Stéphanie Solinas travaille sur l’identité. Sur la perception de soi, des autres, des autres en soi. Malgré sa jeunesse, elle s’inscrit dans une tradition historique de la photographie, renouant avec les théories scientifiques d’Alphonse Bertillon comme avec les inventions spirites et poétiques d’un Victor Hugo. Photographe, elle est aussi, par sa création singulière, sociologue, anthropologue, psychologue, écrivain. Elle cherche, à travers ses différents projets, à explorer les liens qui unissent les êtres humains. Elle fait preuve d’une variété originale dans le choix de ses œuvres, ne se limitant ni à une seule technique, ni à un seul format. Si la dimension esthétique ne lui est pas étrangère, elle cherche, avant tout, à allier, de manière remarquable, support et esprit créatif. Ses photographies peuvent ainsi être cartes de visites, illustrations de livre, reproductions à grandeur d’œuvres d’art, projections. A la singularité de l’œuvre répond aussi la singularité du dispositif. Stéphanie Solinas n’arrête pas son travail à la seule image ; elle revendique aussi, par le choix de ses installations, la nature matérielle de la photographie, objet autant qu’image.

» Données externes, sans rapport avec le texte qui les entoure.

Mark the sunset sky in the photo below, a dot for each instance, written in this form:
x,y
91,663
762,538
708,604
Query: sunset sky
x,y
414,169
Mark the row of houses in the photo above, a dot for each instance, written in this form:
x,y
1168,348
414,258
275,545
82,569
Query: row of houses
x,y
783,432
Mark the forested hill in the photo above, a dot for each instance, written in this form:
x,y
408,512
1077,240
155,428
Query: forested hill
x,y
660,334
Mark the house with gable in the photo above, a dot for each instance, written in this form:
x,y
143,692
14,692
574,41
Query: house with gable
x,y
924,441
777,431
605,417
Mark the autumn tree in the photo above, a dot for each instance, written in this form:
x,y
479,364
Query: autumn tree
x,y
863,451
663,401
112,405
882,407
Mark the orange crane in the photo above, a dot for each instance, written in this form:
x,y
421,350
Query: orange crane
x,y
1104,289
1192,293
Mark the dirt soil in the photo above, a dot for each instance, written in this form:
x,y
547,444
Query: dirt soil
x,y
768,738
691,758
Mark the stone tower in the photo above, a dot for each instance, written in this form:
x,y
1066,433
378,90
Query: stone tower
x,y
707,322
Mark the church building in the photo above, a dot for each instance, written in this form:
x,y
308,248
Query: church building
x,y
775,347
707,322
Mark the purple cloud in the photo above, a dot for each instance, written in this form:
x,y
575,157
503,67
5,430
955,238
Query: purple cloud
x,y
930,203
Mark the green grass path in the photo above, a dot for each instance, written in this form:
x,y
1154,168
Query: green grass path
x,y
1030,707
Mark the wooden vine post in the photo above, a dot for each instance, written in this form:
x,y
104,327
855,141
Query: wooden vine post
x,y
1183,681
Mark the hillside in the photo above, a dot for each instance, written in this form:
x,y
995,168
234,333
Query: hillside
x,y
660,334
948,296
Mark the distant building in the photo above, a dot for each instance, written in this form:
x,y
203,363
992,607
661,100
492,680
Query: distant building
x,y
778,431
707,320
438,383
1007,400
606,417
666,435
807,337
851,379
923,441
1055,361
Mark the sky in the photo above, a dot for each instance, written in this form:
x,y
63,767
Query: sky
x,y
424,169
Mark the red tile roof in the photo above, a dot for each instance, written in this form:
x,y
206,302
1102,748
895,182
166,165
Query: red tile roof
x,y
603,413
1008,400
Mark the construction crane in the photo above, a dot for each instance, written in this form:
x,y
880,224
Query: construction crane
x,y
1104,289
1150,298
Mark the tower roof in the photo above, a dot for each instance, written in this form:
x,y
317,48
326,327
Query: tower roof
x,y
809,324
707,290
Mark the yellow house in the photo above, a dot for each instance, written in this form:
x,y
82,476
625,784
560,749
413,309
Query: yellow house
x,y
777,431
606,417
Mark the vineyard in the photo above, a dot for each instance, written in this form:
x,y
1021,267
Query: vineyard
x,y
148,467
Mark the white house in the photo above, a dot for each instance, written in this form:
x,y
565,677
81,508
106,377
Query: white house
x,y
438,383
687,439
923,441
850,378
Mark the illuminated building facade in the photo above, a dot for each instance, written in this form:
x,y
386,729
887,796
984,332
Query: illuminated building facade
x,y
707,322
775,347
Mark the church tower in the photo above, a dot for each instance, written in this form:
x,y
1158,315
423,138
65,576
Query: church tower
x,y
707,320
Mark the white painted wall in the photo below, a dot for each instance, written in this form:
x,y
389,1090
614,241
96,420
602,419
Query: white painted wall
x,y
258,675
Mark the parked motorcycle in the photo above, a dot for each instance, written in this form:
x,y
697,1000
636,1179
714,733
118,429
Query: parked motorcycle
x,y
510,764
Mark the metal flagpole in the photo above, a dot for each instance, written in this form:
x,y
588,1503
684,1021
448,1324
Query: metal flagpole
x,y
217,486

Ses créations ont, déjà, attiré l’attention louangeuse de la critique, à Arles, à Marseille, en Islande, où elle a travaillé en résidence. Elle est ainsi une des photographes les plus prometteuses d’aujourd’hui. Le musée Eugène-Delacroix est très heureux qu’elle ait accepté notre invitation à l’occasion du Festival Photo Saint-Germain. L’atelier d’Eugène Delacroix, dernier atelier du grand peintre, où il vécut et travailla de 1857 à sa mort, en 1863, est un lieu magique, propice à la création. Stéphanie Solinas y est venue souvent, a observé les œuvres qui y sont présentées, a partagé ce qui fut l’intimité de l’artiste, observant, des larges baies orientées au sud, le petit jardin, secret et fleuri, qu’il aimait temps. Elle y a découvert un Delacroix qu’elle n’attendait peut-être pas, non seulement peintre mais aussi graveur et écrivain. Au-delà de l’artiste, elle s’est intéressée à l’homme. Lisant les lettres que l’artiste adressa, sa vie durant, à ses proches et à ses amis, elle a souhaité dédier son exposition au musée à l’amitié, aux liens qui s’établissent par le biais d’un contact régulier, heureux, fécond, harmonieux. Elle a étendu cette correspondance entre les êtres – Eugène Delacroix, Frédéric Chopin, George Sand – à une correspondance entre les œuvres.
Ses choix, auxquels nous avons souhaité donner autant de liberté que possible, offrent de poser un nouveau regard sur les créations de Delacroix, permettant de les découvrir ou de les redécouvrir. Ils soulignent la vivacité de l’admiration que le peintre du XIXe siècle ne cesse de susciter chez les créateurs. Ils rendent sensibles les circonstances de la création du musée, fondé à la fin des années 1920, plus de soixante ans après la mort de Delacroix, par des artistes qui n’avaient pu le connaître, Maurice Denis, Edouard Vuillard, Paul Signac. Nous nous en réjouissons fort et espérons que cet événement, qui inscrit le musée Eugène-Delacroix à la fois dans son temps et dans son quartier, suscitera l’envie de découvrir ou de redécouvrir ce lieu singulier, charmant, havre de paix au cœur de Paris.